Seria interessante saber quem foi o intermediário dessa obscura negociação.

Por coincidência, ou não, também nesta semana milhares de manifestantes israelenses contra o governo do primeiro ministro Binyamin Netanyahu entoaram uma versão em hebraico da mesma canção de Geraldo Vandré que citei na semana passada a propósito da praga golpista dentro do Exército: a emblemática “Pra não dizer que não falei de flores”. Admirado por Bolsonaro, de quem se aproximou através de Meyer Nigri e do ex-secretário Fabio Wajngarten, o autocrata israelense avança para mudar o sistema de Justiça de Israel para que não seja processado pelos desmandos de seu governo. 

Um exemplo de autoritarismo que Bolsonaro tentou, mas não conseguiu implementar. Mas não se iludam: se dependesse dessa gente, teríamos “sangue e guerra civil”, como pregava o vídeo encaminhado por Bolsonaro ao empresário, que o postou no grupo de WhatsApp. 
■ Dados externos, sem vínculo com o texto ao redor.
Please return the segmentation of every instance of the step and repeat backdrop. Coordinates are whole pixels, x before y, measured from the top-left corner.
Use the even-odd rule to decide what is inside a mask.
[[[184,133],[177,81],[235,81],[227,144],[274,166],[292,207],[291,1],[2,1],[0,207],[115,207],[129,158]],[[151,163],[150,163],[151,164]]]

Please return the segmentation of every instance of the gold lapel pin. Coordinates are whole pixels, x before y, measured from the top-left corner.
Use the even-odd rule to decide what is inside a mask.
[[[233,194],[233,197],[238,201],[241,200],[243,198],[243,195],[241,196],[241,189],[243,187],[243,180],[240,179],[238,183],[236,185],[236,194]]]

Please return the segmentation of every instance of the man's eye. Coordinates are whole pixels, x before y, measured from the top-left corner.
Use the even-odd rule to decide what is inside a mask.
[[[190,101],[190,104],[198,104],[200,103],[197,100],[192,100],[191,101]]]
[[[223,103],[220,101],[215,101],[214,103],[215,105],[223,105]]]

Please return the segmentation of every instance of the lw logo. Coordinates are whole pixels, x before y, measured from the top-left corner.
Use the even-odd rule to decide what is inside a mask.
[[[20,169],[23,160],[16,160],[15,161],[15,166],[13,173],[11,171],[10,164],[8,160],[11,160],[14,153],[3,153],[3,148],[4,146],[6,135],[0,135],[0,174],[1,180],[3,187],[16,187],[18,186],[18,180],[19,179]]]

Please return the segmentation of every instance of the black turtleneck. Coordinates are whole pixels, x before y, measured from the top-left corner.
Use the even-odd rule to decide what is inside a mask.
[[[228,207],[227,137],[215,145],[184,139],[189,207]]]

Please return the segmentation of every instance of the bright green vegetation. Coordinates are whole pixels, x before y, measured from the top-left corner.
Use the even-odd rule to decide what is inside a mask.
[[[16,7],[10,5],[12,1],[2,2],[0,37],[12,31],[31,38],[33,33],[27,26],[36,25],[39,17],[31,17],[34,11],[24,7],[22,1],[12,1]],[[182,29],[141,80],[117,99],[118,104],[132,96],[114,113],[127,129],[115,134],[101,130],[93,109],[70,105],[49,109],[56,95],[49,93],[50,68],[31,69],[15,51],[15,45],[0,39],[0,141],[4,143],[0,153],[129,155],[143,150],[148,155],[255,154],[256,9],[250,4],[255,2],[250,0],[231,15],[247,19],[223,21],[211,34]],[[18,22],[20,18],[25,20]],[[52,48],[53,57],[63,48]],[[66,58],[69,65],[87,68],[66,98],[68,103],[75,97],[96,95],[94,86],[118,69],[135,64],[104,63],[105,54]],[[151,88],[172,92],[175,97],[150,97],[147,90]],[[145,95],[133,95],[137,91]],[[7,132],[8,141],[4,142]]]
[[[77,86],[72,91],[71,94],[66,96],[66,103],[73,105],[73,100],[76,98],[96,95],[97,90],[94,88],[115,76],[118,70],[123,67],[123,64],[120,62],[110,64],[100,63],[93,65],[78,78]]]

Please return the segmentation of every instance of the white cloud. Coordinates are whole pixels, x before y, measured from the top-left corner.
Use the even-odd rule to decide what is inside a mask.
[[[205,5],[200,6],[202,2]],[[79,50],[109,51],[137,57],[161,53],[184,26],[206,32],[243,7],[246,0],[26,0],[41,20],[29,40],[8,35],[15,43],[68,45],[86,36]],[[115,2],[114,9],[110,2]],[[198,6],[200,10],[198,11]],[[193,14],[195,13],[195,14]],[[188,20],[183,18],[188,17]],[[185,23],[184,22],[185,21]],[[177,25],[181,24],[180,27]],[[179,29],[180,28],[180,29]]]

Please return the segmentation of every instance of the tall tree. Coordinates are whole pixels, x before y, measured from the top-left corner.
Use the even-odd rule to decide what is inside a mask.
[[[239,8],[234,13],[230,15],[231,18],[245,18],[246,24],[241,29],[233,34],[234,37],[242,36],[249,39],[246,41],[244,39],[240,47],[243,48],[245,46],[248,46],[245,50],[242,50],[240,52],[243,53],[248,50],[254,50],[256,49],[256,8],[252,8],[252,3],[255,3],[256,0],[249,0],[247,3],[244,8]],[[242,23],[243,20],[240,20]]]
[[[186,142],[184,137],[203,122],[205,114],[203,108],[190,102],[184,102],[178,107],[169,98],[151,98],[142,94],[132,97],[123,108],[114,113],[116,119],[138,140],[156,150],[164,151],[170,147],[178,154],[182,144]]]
PS. Depois de citar tantas investigações jornalísticas relevantes, faço um apelo para que jornais, como a Folha de S.Paulo, não coloquem em risco a credibilidade dos seus profissionais fazendo publicidade “disfarçada de jornalismo”, como qualificou o Intercept em reportagem de Paulo Motoryn. Com base na Lei de Acesso à Informação, Motoryn encontrou 61 “reportagens” elogiosas ao prefeito de São Paulo, Ricardo Nunes, sem outra sinalização de que eram anúncios pagos além do logo do estúdio Folha. O contrato com a agência de publicidade da prefeitura, que já rendeu quase R$ 3 milhões para o jornal desde o ano passado, é investigado pelo Ministério Público.